Selig die Armen vor Gott, das heißt auch heute: Selig die Menschen, die nicht an Besitz, Macht oder Leistung hängen, sondern fähig sind gerade diese Dinge loszulassen. Was ihnen den Blick frei macht in die Herzen der Menschen und auf das, was wirklich zählt im Leben.
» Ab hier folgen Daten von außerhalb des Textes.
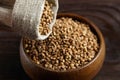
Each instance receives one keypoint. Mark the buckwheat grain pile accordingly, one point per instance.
(46, 19)
(71, 45)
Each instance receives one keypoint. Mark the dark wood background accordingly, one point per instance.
(104, 13)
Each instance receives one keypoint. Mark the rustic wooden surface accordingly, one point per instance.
(104, 13)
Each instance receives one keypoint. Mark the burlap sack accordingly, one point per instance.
(26, 17)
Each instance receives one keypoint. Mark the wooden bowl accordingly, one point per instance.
(87, 72)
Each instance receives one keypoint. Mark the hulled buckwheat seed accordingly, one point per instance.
(46, 18)
(71, 45)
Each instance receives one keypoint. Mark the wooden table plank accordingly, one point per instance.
(104, 13)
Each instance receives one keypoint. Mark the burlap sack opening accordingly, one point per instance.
(26, 17)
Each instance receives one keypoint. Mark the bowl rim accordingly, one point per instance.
(78, 18)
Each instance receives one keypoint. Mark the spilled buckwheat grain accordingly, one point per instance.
(71, 45)
(46, 19)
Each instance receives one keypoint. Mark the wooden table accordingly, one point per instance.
(104, 13)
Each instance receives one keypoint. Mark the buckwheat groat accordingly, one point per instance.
(71, 45)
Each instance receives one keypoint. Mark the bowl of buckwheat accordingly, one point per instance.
(75, 50)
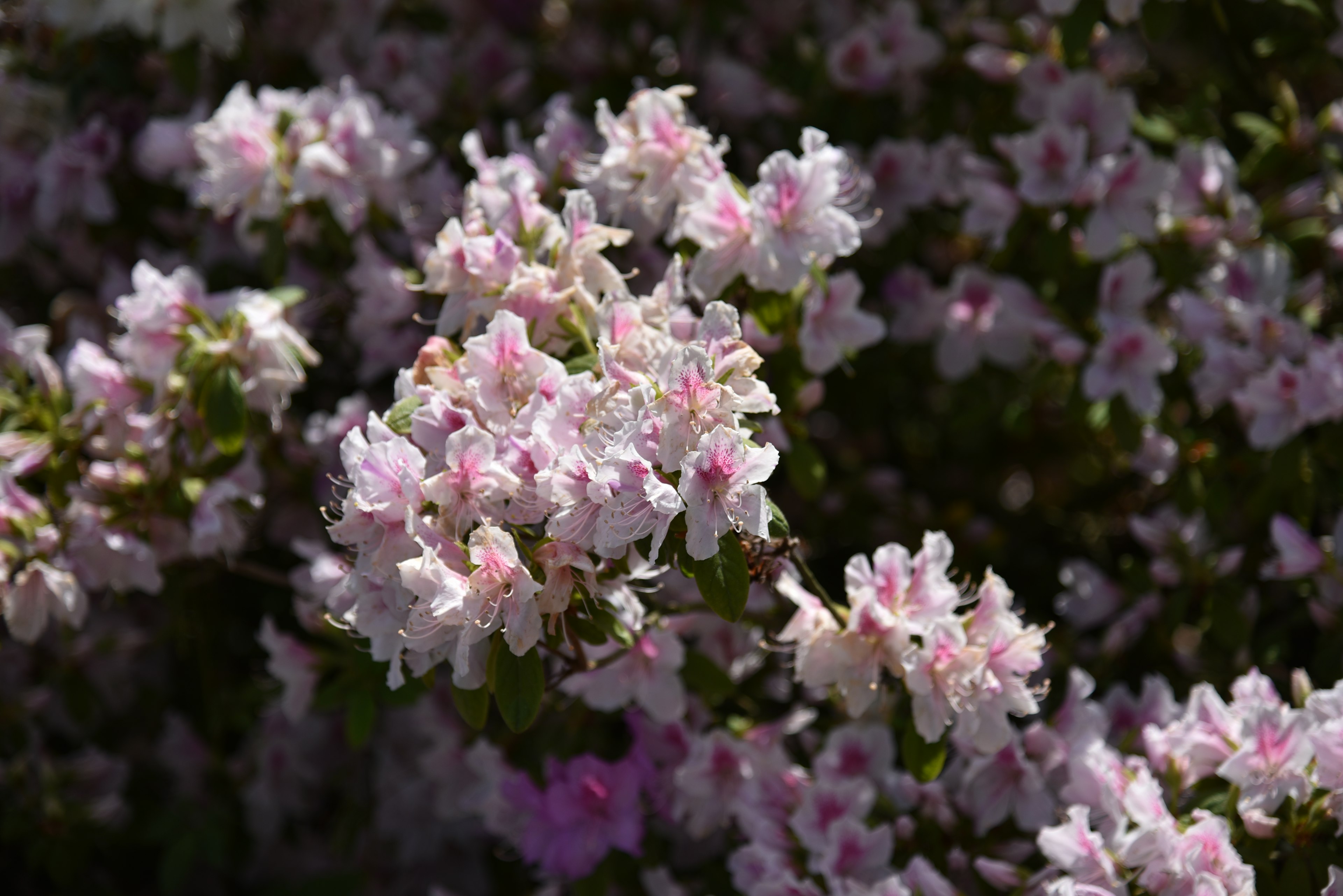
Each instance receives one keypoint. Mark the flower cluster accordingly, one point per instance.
(137, 454)
(258, 158)
(902, 618)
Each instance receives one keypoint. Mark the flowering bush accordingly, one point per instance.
(582, 448)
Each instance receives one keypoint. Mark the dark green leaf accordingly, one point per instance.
(778, 523)
(607, 623)
(519, 687)
(1259, 128)
(806, 469)
(923, 759)
(473, 706)
(585, 629)
(1076, 30)
(223, 408)
(398, 417)
(724, 580)
(704, 678)
(361, 715)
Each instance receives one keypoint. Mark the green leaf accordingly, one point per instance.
(398, 417)
(923, 759)
(1076, 30)
(473, 706)
(707, 679)
(586, 631)
(724, 580)
(780, 527)
(223, 408)
(1259, 128)
(519, 687)
(1154, 129)
(361, 717)
(806, 469)
(607, 623)
(581, 365)
(289, 296)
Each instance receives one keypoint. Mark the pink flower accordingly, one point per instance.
(937, 676)
(1084, 100)
(41, 592)
(589, 808)
(902, 175)
(915, 589)
(856, 852)
(797, 213)
(648, 675)
(70, 177)
(293, 665)
(503, 370)
(986, 316)
(856, 750)
(826, 804)
(500, 593)
(473, 484)
(1298, 554)
(833, 324)
(720, 486)
(720, 222)
(1051, 162)
(1080, 852)
(96, 378)
(1271, 762)
(1270, 406)
(154, 317)
(1007, 784)
(1125, 191)
(1127, 362)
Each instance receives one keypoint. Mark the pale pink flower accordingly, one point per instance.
(902, 175)
(1125, 191)
(502, 592)
(1272, 758)
(1005, 784)
(1270, 406)
(694, 402)
(1298, 553)
(834, 325)
(937, 676)
(503, 370)
(1079, 851)
(41, 592)
(720, 486)
(473, 484)
(1084, 100)
(1127, 362)
(720, 222)
(853, 851)
(648, 675)
(293, 665)
(797, 213)
(986, 316)
(1051, 162)
(826, 804)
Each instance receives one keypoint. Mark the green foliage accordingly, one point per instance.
(223, 408)
(519, 686)
(724, 580)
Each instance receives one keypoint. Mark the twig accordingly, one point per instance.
(837, 610)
Selig die Trauernden, weil sie Schmerz zulassen können, weil sie fühlen können und mitfühlen. Und dadurch offen werden, sich selbst trösten zu lassen. Und dann auch selbst trösten können.
Und selig schließlich die Sanftmütigen, die friedlich und freundlich sind.
In Wort und Tat. Das heißt aber beileibe nicht, naiv gutmütig zu sein. Sondern zu wissen, dass nicht Gewalt die Menschen weiterbringt, sondern die sanfte Kraft der Liebe.